Tailored Trades: Clothes, Labour and Professional Communities (1880-1939)

Thomas Hood’s poem Song of the Shirt was first published in Punch in 1843. Painting a glib portrait of the life of a garment worker the poem became a hit, inspiring its own popular song and painting.

With fingers weary and worn,
With eyelids heavy and red,
A woman sat in unwomanly rags,
Plying her needle and thread–

Stitch! stitch! stitch!
In poverty, hunger, and dirt,
And still with a voice of dolorous pitch,–
Would that its tone could reach the Rich!–
She sang this “Song of the Shirt!”

Hood’s final stanzas set the scene nicely for the topic of the Tailored Trades Research Network . Funded by the Arts and Humanities Research Council, it brings together researchers at the Universities of Exeter and Northumbria to investigate how clothes and labour influenced and assisted in the development of professional communities at the turn of the twentieth century (1880-1939). I have been on placement here at the People’s History Museum and was given the opportunity to research and develop a display to complement the event.

When the sewing machine was widely introduced to the UK in the late 19th Century, it propelled the clothing industry into one of mass production. As Joan Perkin discusses, women faced the dilemma of wanting a machine, but at the same time, worrying it would mean the end of traditional handiwork. Piecework became a production line of tailors and tailoresses whose role was increasingly deskilled, becoming more repetitive and less specialist. Working from home was common in the tailored trades. Workers would often hire a sewing machine to finish ready-to-wear garments. Down the road from the museum Salford’s Working Class Movement Library contains a vast collection of publications from the National Union of Tailors and Garment Workers. This includes membership cards, magazines for union members and price lists for garments and piece work – as women would be paid by what they produced.

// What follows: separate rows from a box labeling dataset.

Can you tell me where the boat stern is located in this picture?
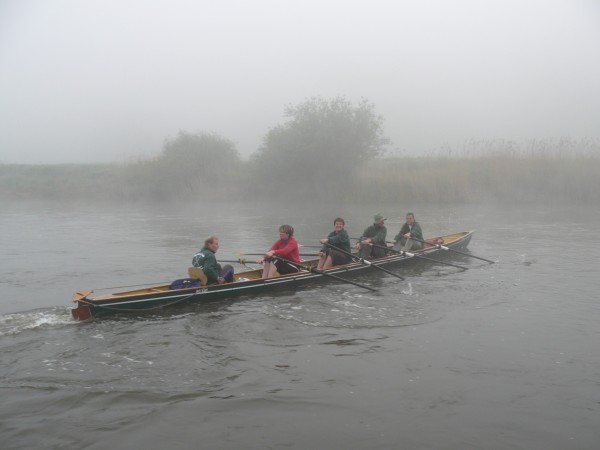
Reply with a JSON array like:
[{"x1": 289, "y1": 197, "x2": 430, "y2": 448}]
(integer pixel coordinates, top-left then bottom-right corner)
[{"x1": 71, "y1": 290, "x2": 93, "y2": 320}]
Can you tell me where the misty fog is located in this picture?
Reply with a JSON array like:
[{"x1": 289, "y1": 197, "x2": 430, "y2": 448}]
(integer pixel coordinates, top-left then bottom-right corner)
[{"x1": 0, "y1": 0, "x2": 600, "y2": 164}]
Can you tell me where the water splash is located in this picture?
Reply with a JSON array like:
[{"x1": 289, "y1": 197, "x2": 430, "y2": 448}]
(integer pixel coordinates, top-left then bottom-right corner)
[{"x1": 0, "y1": 307, "x2": 77, "y2": 336}]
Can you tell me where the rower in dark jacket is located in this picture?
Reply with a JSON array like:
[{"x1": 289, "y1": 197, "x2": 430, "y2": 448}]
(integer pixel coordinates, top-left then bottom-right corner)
[
  {"x1": 356, "y1": 214, "x2": 387, "y2": 259},
  {"x1": 192, "y1": 236, "x2": 233, "y2": 284}
]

Some of the middleclass were ignorant of why women worked in tailored trades thinking that they were only doing it for ‘needle money’ to supplement their income. While this may have been the case in the 1930’s it was not true earlier in the century. A 1906 survey showed that more than half the women who were homeworkers were married to poorly paid husbands, and the rest were widowed with young children.

Printed much earlier in Punch, Leech’s popular cartoon ‘Pin money, needle money’ contrasted the lives of those who had to conduct homework, and those who chose to.

‘Pin money, needle money’ (Leech, 1849) Images from Museum of London (http://www.museumoflondonprints.com/search/artist/6823/john-leech)

‘Pin money, needle money’ (Leech, 1849) Image from Museum of London (http://www.museumoflondonprints.com/search/artist/6823/john-leech)

The 1906  ‘Sweated Industries’ exhibition exposed the appalling working conditions of those employed in trades such as matchbox making, chain making and of course tailoring. It raised awareness of the situation faced by garment workers, and encouraged middle class reformers to campaign on their behalf. Membership of tailors unions was originally only open to skilled male tailors. By the end of the 19th Century, however, women outnumbered men in the textile industry and women’s activity in trade unions can be traced from that date. Mary Macarthur formed The National Federation of Women Workers (NFWW) in 1906 by to organise women against the sweated industries and to fight for a minimum wage. Macarthur said that

“women are badly paid and badly treated because they are not organised and they are not organised because they are badly paid and badly treated”.

Macarthur supported full adult suffrage, and wanted to make sure that the working classes were represented in parliament.

Notebook kept by a tailor, containing various patterns and plans for garments. Working Class Movement Library

Notebook kept by a tailor, containing various patterns and plans for garments.
Working Class Movement Library

Middle and upper-class women indulged in fashion, which was a visual indicator of their status. They would employ professional dressmakers to create bespoke designs. However, with development of paper patterns in the late 19th century, working class women could recreate their own versions of fashionable garments cheaply. Something discussed in Patricia Cunningham’s  book Reforming Women’s Fashion, 1850-1920: Politics, Health, and Art.

Paper pattern advert from Labour Woman, June 1933, People’s History Museum

Paper pattern advert from Labour Woman, June 1933,
People’s History Museum

One thing that has struck me throughout this process is the realisation that while sweated working conditions were shocking, has anything really changed? As Mary Neal reported in 1906, “there is still much to be done before either men or women can wear even really good and expensive clothing with a clear conscience”. In my mind this still rings quite true, even if the work is no longer being carried out in the UK, I would question how much we know about the production of the clothes we wear today.